Truth in Lending Claims Against a Dealership

In this case the dealer allegedly asserted that the dealer submitted a contract for approval after he canceled the transaction.


The dealer cannot present conflicting contracts to the plaintiff for signature. The implementation of the Truth In Lending Act is very straightforward. There is strict liability for any violations. There are no minor or technical violations. Upon a showing of a violation there is the right to statutory damages, recession and actual damages. There is no requirement that the debtor be misled.

We find that the Debtor’s position with respect to the remedies requested is correct. The law clearly holds that TILA must be strictly construed, and that liability must be imposed for any TILA violation, no matter how technical. In re Ralls, 230 B.R. 508, 519 (Bankr. E.D. Pa. 1999)
Indeed, to find a violation of the TILA and/or Regulation Z, we need not conclude that the Debtor was even aware about the information contained in the D/S. It is sufficient that the information in question “be stated … so as to … contradict … the information required by this part to be disclosed.” In re Ralls, 230 B.R. 508 (Bankr. E.D. Pa. 1999).

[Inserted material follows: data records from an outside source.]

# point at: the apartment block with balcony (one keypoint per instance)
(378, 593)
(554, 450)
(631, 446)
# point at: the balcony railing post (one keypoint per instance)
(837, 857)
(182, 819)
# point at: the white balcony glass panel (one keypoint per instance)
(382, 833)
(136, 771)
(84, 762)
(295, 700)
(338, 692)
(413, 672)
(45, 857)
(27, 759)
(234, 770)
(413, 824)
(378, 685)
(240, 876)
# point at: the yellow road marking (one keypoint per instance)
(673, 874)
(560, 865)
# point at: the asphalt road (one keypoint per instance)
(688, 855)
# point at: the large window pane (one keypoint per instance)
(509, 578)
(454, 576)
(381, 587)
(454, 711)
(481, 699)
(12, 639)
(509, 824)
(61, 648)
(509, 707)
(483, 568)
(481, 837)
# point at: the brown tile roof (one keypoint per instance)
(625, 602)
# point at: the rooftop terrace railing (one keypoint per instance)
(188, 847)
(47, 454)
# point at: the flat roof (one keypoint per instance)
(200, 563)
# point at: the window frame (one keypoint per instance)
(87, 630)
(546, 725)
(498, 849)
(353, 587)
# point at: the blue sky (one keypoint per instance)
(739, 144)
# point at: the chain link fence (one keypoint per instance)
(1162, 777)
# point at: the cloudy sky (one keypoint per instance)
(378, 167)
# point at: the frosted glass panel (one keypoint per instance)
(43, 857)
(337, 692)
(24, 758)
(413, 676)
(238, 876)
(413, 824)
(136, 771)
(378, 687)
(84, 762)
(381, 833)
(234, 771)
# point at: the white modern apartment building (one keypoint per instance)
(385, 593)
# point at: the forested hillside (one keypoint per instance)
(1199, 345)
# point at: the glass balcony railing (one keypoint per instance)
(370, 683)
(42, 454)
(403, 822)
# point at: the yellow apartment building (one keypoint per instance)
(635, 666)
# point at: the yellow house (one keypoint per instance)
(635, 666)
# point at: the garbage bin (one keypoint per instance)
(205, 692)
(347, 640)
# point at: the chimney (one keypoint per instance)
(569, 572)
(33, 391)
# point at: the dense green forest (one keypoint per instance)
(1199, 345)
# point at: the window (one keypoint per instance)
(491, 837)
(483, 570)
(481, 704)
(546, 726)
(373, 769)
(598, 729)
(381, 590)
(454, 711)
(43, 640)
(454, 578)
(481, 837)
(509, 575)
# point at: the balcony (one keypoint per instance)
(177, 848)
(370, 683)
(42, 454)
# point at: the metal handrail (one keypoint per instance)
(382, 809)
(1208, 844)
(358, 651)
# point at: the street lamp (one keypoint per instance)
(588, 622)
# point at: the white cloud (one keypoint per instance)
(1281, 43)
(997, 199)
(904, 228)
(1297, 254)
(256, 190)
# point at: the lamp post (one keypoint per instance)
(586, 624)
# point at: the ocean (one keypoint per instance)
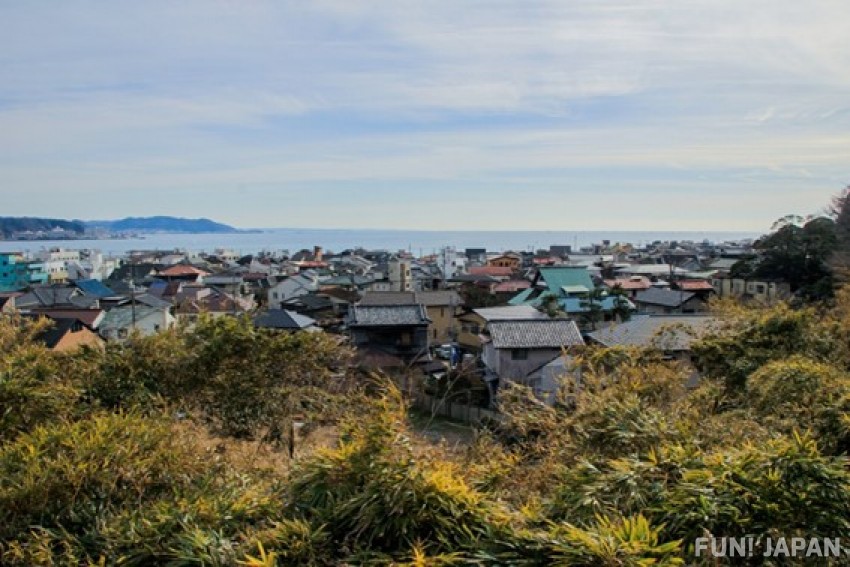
(336, 240)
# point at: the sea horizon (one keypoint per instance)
(336, 240)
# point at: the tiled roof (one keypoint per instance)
(512, 286)
(509, 312)
(283, 319)
(388, 298)
(630, 284)
(94, 288)
(695, 285)
(122, 317)
(558, 277)
(427, 298)
(535, 333)
(493, 271)
(437, 298)
(182, 270)
(672, 333)
(90, 317)
(387, 315)
(663, 297)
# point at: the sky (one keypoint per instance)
(501, 115)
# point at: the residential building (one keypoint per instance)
(291, 287)
(69, 334)
(665, 301)
(473, 323)
(399, 331)
(508, 260)
(442, 309)
(399, 274)
(519, 350)
(120, 322)
(284, 320)
(760, 291)
(13, 272)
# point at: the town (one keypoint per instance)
(497, 316)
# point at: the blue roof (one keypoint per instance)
(557, 277)
(94, 288)
(579, 305)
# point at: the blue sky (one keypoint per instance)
(585, 115)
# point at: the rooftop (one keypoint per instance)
(387, 315)
(535, 334)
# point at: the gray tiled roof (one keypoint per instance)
(510, 312)
(387, 315)
(436, 298)
(283, 319)
(663, 297)
(535, 333)
(388, 298)
(427, 298)
(671, 333)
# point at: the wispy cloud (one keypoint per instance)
(740, 108)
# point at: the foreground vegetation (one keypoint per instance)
(131, 456)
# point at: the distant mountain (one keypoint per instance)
(15, 226)
(161, 224)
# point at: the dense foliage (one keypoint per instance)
(135, 455)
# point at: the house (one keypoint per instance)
(7, 302)
(69, 334)
(120, 322)
(630, 286)
(182, 272)
(473, 323)
(13, 272)
(283, 320)
(216, 303)
(442, 309)
(661, 300)
(94, 288)
(399, 274)
(573, 290)
(507, 260)
(519, 350)
(293, 286)
(500, 273)
(55, 296)
(91, 318)
(673, 335)
(761, 291)
(399, 332)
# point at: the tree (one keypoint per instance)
(797, 252)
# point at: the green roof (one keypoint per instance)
(521, 297)
(568, 289)
(558, 277)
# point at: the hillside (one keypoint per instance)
(9, 226)
(161, 224)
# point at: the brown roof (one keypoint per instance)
(87, 316)
(182, 270)
(695, 285)
(630, 284)
(494, 271)
(512, 286)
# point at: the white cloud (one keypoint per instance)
(194, 97)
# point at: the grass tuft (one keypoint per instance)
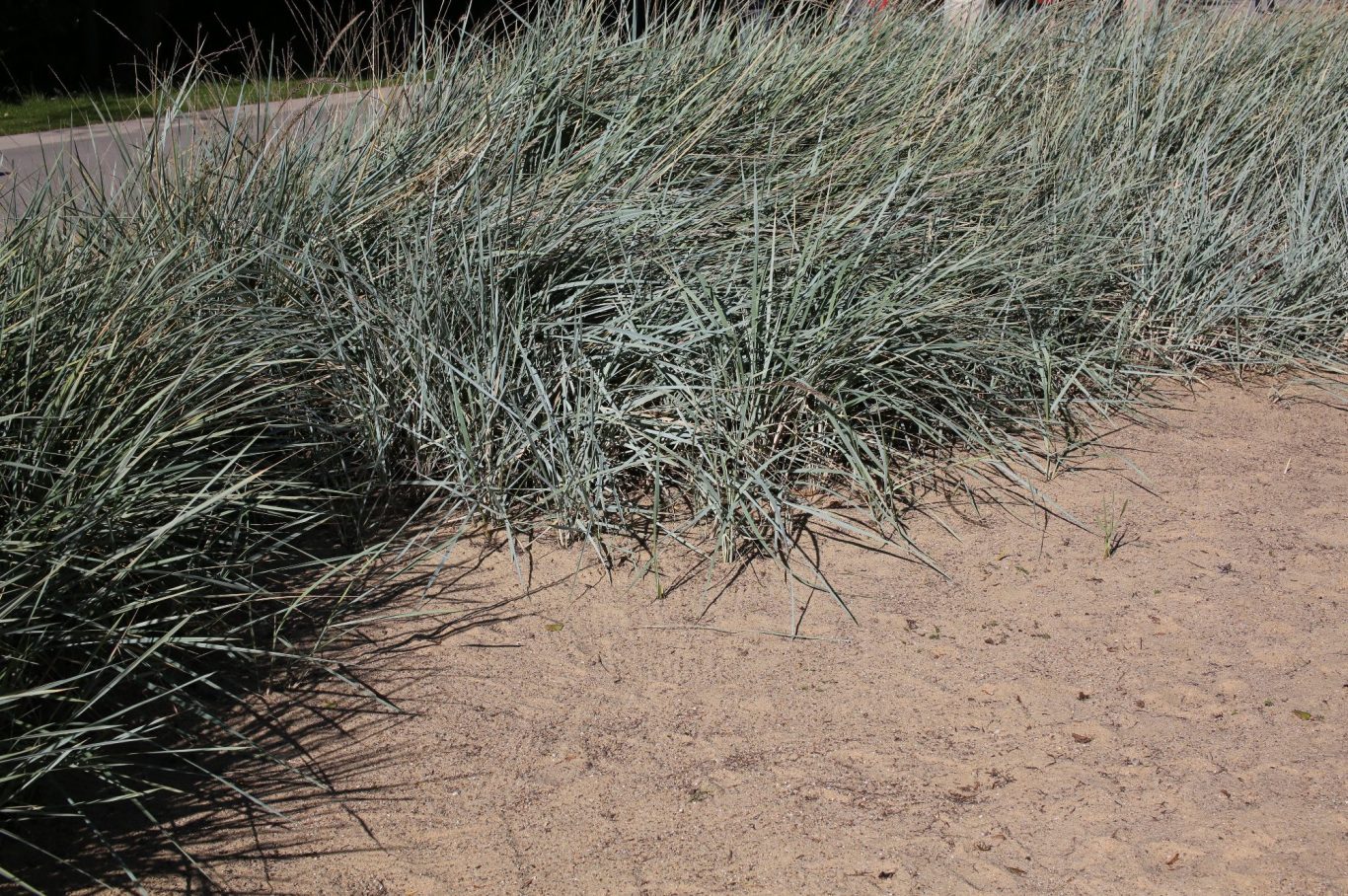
(696, 288)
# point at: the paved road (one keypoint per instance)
(103, 152)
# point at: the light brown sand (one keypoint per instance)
(1169, 719)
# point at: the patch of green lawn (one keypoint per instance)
(48, 113)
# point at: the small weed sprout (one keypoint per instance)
(1112, 528)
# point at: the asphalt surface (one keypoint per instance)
(100, 154)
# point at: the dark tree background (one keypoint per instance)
(74, 44)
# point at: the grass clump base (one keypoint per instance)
(700, 283)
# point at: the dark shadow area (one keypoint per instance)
(314, 729)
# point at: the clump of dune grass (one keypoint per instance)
(740, 275)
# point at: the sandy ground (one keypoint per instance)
(1169, 719)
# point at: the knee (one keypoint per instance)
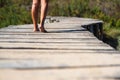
(35, 5)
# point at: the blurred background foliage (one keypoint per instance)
(14, 12)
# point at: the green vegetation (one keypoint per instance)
(13, 12)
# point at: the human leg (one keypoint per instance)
(44, 6)
(34, 12)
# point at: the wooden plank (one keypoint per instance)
(105, 73)
(57, 51)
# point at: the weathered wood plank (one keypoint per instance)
(67, 52)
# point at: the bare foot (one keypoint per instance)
(42, 29)
(36, 30)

The fact that the defendant provided multiple varying disclosures for the same transaction inherently violates TILA i.e different down payments, different finance charges. In In re Ralls, 230 B.R. 508, 516 (Bankr. E.D. Pa. 1999) the defendant provided various, varying disclosures to the plaintiff. The court held:

The cardinal principle of the TILA and its Regulations is making sure that [all the documents issued in a given transaction and the disclosure statement] are identical, with the disclosure statement being more clearly worded and perhaps shorter, but providing accurate information in order that the consumer can refer to it as a benchmark in his or her hypothetical ‘shop for credit.’ In re Ralls, 230 B.R. 508, 516 (Bankr. E.D. Pa. 1999).

Thus, we conclude that, absent a statutory defense, the contradictions between the material terms of the D/S provided and the terms agreed upon by the parties in the instant transaction, as reflected in testimony and other documentation, are sufficient to trigger the Debtor’s rescission rights under In re Ralls, 230 B.R. 508 (Bankr. E.D. Pa. 1999).

In the alternative, if the defendant were to argue that the plaintiffs were never “given” the disclosures of the second transaction (it was not disputed by defendants that the disclosures were not handed to the plaintiffs but only shown) so as to avoid liability under transaction number one THEN there were never TILA disclosures ever provided for transaction number two, which is the one that was in effect on the day of the hearing. Once the plaintiff has demonstrated that there is a potential violation of the act, then the burden shifts to the defendant to demonstrate compliance. This has not been done.

It is generally held that a lender bears the burden of providing compliance with the requirements of the TILA. Where the creditor has produced an acknowledged copy of a TILA Disclosure Statement, the burden is on the consumer to prove non-receipt. However, the unrebutted testimony of a debtor may be sufficient to support a finding that the required TILA disclosures were not given, even where a disclosure statement is produced. In re Williams, 232 B.R. 629, 640 (Bankr. E.D. Pa. 1999) aff’d as corrected and remanded sub nom. Williams v. Gelt Fin. Corp., 237 B.R. 590 (E.D. Pa. 1999).

The dealer’s conduct was appalling! There is barely a law they did not violate. The advertisement and the terms contained therein were in violation of New Jersey Law. The dealer had the plaintiff sign two completely separate contracts at the same time. The dealer processed the second transaction when the plaintiff told them to cancel the deal. The dealer interfered with the plaintiff’s contract, which had been assigned to the bank. The dealer lied about the trade value. All of the paperwork says the plaintiff was promised $9,291 for the trade BUT they claim the plaintiff was told $6,500. The dealer admits the contract was reverse-engineered. There was more than consumer fraud; there was admitted fraud, which entitles the plaintiff to punitive damages.